Rubinology Wife Facts

Fact #1: Your wife will tell you that select items that you own should be disposed of. Often these are your most prized possessions (even though most other people would think of them as being innocuous). Even if they aren't that particularly prized, the fact that your wife wants them in the garbage is enough to make them grow in importance in your life.

Please note this item that I own:

It is a beautifully polished silver night stand reading lamp with a sturdy base and frosted glass shade; an item the Czarina perhaps would have welcomed by her bedside.

My wife's objection to it is that I angle it sometimes so that the light is in her face and the cord is kind-a loose.
Is that a reason to be rid of it however? She believes so!

On the other hand since we have been together she has been accompanied by the following vile receptacle:

'He' presides besides her computer wherever she goes. He even has a mysterious Spot of Doom that never disappears. Whenever I throw something away into his bowels or need to replace his bag I hold my breath and open his jaws save I pass out from the antediluvian bacterial residue.
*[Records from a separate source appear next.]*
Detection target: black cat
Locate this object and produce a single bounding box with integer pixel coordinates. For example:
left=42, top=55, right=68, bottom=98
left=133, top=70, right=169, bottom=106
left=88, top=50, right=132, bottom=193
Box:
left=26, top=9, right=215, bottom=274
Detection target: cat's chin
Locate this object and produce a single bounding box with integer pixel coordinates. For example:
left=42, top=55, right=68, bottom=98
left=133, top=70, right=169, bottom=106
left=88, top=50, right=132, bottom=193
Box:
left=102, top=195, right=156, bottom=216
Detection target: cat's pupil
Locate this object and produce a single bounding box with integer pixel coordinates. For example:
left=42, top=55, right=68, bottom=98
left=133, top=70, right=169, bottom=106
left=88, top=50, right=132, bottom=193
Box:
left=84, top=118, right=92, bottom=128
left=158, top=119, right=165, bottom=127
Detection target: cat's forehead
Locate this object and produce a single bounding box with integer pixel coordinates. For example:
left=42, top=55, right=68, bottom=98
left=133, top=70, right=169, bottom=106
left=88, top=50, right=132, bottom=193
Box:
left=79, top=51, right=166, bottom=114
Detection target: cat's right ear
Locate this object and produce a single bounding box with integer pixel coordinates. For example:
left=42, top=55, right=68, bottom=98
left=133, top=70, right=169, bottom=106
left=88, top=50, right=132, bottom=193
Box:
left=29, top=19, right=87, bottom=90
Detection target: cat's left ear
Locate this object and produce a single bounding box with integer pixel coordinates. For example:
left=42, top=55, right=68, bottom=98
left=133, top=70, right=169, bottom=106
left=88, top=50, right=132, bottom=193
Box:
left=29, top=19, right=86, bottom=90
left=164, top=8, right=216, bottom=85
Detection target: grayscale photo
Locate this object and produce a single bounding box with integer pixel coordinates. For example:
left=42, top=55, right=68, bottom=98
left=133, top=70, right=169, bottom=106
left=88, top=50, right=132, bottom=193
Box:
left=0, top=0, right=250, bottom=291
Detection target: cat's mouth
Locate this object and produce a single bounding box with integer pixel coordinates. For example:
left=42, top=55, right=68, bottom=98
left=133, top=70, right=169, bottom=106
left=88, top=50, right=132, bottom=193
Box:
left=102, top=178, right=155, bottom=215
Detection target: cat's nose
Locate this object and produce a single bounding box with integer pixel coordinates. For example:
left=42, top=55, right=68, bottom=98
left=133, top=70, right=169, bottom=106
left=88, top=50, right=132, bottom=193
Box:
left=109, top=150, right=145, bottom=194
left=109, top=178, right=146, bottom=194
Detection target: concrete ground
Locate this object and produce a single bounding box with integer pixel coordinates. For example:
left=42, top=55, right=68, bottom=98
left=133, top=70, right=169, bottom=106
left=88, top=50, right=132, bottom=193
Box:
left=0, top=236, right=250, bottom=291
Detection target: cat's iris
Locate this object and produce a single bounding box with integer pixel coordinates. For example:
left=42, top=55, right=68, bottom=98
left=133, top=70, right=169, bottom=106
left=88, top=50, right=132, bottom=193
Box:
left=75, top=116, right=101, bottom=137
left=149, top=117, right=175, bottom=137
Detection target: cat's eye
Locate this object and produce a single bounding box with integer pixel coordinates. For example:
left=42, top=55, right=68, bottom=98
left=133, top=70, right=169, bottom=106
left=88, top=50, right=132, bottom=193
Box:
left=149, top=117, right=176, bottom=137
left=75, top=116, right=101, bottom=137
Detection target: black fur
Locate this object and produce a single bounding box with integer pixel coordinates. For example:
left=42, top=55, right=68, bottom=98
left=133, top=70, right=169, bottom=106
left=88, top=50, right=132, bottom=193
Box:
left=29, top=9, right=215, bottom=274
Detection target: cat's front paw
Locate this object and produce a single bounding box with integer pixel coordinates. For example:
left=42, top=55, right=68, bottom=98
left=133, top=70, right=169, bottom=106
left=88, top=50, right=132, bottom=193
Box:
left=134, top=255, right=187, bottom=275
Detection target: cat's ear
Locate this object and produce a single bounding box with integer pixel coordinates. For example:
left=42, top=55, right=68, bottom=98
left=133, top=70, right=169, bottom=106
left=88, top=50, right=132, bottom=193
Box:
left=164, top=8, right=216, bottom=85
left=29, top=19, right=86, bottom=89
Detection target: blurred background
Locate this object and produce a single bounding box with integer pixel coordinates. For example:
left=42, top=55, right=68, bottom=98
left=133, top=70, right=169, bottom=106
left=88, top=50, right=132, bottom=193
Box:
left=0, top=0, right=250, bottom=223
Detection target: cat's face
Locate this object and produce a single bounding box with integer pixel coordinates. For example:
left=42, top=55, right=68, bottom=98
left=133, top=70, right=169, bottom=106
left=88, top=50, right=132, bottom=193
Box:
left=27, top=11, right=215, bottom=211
However I would never - no never! - ask my wife to part with it for I know that it is her personal guardian and confidant, or maybe the source of her evil powers.


Erica said...

1. That lamp is an ugly piece of shit and probably a fire hazzard too seeing as how one often needs to give it a little tap after turning it on in order to actually get some light.

2. I've offered to throw the disgusting garbage can away dozens of times and I was told not to because it's "just a garbage can" and that "it works just fine!"

Erica said...

3. The garbage can doesn't stink either since the only things in it are HIS DIRTY KLEENEXES THAT HE LEAVES ON MY DESK and old junk mail.